Nigeria’s banks provide loans to businesses worth only 9.4% of the country’s Gross Domestic Product (GDP), according to the African Development Bank (AfDB). This shows that many businesses still struggle to access funding despite efforts to improve financial inclusion and economic growth

Nigeria’s banks provide loans to businesses worth only 9.4% of the country’s Gross Domestic Product (GDP), according to the African Development Bank (AfDB).

This shows that many businesses still struggle to access funding despite efforts to improve financial inclusion and economic growth.

The finding was contained in the AfDB’s 2026 African Economic Outlook report, which highlighted weak financial markets as one of the major challenges limiting development financing in Nigeria.

The report said Nigeria continues to face financing difficulties because government revenue remains low, the informal sector is large, and the financial system is not developed enough to channel sufficient funds to productive sectors.

Limited Access to Business Loans

According to the AfDB, Nigeria’s private sector credit-to-GDP ratio of 9.4% is far below levels seen in many emerging economies.

The report noted that Africa generally trails other regions in lending to businesses due to weak savings mobilisation, underdeveloped financial markets, and regulatory challenges.

It stated that much of bank lending in Africa is focused on short-term, low-risk investments rather than long-term projects that can drive economic development.

Between 2020 and 2024, Africa’s average private sector credit stood at 34.6% of GDP, the lowest globally.

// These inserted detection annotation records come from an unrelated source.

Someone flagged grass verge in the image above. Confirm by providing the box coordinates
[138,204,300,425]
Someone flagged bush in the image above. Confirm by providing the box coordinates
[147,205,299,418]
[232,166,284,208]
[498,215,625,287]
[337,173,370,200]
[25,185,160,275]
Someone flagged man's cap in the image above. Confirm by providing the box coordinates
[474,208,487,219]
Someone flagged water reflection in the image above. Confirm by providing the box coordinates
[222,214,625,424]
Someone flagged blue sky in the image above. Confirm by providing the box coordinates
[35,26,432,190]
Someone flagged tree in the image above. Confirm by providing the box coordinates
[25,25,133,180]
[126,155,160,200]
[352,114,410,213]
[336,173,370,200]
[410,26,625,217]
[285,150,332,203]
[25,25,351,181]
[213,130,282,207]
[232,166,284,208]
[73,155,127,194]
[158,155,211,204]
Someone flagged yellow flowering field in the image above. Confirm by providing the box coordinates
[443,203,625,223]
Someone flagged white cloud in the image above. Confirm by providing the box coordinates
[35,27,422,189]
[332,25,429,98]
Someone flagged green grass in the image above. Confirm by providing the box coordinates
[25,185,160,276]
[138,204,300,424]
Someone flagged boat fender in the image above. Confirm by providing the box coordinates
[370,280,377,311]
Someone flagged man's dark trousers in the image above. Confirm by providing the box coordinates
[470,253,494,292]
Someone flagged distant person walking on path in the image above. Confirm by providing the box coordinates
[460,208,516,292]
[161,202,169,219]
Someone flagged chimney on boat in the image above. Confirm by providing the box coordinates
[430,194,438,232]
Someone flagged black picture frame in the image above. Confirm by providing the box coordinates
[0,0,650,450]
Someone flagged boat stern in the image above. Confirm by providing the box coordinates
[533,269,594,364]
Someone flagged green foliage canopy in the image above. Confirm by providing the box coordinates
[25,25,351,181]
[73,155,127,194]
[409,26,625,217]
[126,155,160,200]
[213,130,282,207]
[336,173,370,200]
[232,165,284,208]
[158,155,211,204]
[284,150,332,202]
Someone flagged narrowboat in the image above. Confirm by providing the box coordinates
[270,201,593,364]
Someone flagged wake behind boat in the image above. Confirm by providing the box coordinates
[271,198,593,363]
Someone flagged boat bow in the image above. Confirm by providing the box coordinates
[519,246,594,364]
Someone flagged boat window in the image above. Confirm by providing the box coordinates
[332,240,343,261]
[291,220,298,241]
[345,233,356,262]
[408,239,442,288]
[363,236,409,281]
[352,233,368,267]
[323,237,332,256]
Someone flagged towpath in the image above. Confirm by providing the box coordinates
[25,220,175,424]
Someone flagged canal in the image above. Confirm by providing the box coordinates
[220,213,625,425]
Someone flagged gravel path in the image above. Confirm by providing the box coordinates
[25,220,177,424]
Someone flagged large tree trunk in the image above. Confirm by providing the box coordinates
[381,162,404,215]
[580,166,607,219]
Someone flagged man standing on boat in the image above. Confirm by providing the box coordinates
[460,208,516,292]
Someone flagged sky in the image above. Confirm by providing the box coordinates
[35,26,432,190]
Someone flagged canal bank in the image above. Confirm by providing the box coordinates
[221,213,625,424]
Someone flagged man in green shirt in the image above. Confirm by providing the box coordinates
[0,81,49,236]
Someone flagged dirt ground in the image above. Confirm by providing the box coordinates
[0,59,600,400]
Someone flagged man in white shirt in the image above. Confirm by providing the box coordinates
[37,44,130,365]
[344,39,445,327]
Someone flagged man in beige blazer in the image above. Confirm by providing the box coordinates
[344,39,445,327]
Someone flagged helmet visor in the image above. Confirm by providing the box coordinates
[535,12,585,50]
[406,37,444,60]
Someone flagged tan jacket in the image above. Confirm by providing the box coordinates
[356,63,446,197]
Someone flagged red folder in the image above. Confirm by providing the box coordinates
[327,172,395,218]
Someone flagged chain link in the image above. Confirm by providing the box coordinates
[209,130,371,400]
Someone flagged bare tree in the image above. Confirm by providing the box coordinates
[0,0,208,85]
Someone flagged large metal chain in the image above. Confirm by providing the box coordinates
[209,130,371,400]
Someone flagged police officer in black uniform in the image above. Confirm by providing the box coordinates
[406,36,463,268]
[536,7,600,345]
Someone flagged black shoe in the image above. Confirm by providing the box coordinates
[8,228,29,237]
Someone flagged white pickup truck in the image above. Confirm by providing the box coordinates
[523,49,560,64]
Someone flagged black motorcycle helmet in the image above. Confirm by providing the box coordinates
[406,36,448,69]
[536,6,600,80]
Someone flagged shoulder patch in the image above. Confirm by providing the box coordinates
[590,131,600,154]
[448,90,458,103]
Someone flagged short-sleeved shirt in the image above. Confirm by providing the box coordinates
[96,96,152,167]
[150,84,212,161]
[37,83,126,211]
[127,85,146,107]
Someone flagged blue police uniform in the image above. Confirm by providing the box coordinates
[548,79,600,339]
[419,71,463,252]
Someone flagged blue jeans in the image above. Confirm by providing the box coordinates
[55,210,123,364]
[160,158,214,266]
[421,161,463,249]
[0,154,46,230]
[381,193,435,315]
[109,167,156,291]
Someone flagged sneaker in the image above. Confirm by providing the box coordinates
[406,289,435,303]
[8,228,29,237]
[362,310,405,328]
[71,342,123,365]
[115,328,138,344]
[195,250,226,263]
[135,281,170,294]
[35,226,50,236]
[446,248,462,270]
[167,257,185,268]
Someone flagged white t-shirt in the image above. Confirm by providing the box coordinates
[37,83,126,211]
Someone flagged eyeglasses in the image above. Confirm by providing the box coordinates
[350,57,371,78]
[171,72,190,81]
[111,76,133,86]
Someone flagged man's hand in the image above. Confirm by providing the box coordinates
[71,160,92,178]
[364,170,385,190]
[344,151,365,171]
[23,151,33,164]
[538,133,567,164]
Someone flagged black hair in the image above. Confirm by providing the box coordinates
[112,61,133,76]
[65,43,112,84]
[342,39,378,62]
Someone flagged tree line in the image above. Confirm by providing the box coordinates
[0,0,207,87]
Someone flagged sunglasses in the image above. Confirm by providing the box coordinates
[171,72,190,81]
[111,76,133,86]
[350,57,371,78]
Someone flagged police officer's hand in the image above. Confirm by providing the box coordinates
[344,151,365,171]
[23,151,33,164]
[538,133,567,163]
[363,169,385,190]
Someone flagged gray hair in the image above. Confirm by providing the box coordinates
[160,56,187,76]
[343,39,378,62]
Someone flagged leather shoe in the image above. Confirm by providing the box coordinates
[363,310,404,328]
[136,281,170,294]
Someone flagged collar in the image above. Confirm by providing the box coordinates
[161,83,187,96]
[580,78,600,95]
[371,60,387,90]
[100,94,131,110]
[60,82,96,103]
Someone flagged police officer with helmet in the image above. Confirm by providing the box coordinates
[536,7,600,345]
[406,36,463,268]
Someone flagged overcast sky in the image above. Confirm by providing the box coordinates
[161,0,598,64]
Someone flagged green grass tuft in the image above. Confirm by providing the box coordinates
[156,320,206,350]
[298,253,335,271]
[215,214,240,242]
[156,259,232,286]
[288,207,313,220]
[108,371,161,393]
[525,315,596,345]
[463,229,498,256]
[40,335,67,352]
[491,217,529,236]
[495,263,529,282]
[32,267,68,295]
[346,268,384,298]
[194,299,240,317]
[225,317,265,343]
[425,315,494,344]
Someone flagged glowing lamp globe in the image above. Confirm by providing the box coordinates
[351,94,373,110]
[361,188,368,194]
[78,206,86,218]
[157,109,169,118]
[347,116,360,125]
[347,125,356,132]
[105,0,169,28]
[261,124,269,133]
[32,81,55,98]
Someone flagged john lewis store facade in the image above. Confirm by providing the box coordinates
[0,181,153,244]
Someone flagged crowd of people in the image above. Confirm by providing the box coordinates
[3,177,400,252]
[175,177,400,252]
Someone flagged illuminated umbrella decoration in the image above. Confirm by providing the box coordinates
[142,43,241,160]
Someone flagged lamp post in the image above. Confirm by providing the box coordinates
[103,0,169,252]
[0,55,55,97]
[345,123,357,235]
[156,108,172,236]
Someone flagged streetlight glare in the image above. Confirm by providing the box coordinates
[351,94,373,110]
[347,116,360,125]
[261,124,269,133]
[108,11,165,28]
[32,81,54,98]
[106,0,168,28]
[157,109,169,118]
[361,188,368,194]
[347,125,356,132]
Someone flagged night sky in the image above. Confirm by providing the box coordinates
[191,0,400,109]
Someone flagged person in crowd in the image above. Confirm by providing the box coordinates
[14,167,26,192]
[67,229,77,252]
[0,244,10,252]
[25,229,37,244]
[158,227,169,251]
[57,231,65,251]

This compares with over 50% in South Asia and Latin America.

Among African countries, Kenya recorded 31.6%, Egypt 28.3%, Côte d’Ivoire 21.4%, while Nigeria stood at 9.4%. These figures are significantly lower than countries such as Vietnam (121.6%), Malaysia (121.5%), and Chile (111.8%).

The AfDB attributed the low lending levels to weak collateral enforcement, slow judicial processes, and strict banking regulations, which increase lending risks and discourage banks from extending credit.

The report also noted that many banks prefer investing in government securities instead of lending to businesses.

Financial Markets Remain Shallow

Beyond bank lending, the AfDB said Nigeria’s financial system remains underdeveloped.

The report revealed that Nigeria’s stock market capitalisation averaged only 11.8% of GDP between 2020 and 2024, making it one of the lowest on the continent.

Other challenges include high costs of cross-border payments and limited market depth, which discourage investment and capital inflows.

The AfDB warned that although external financing inflows are increasing, they are still insufficient to meet Nigeria’s development needs.

The bank also identified insecurity and other domestic challenges as factors weakening investor confidence and reducing the flow of private capital into the economy.

AfDB Recommends Alternative Funding Sources

To close the financing gap, the AfDB urged Nigeria to deepen its financial markets and explore alternative funding options.

The report recommended greater use of:

Green bonds

Public-private partnerships (PPPs)

Blended finance structures

Debt-for-development swaps

It also called for stronger collaboration with development finance institutions to improve revenue generation and ensure more efficient use of resources.

According to the AfDB, stronger financial markets and better capital mobilisation will be essential for funding infrastructure, supporting businesses, and sustaining economic growth.

What You Should Know

Recent data showed that Nigeria’s private sector credit dropped by more than N14 trillion in just two months, falling from N94.61 trillion in February 2026 to N80.59 trillion in April 2026.

The decline highlights ongoing weaknesses in lending to productive sectors, even as the Central Bank of Nigeria (CBN) continues efforts to support economic growth while managing inflation.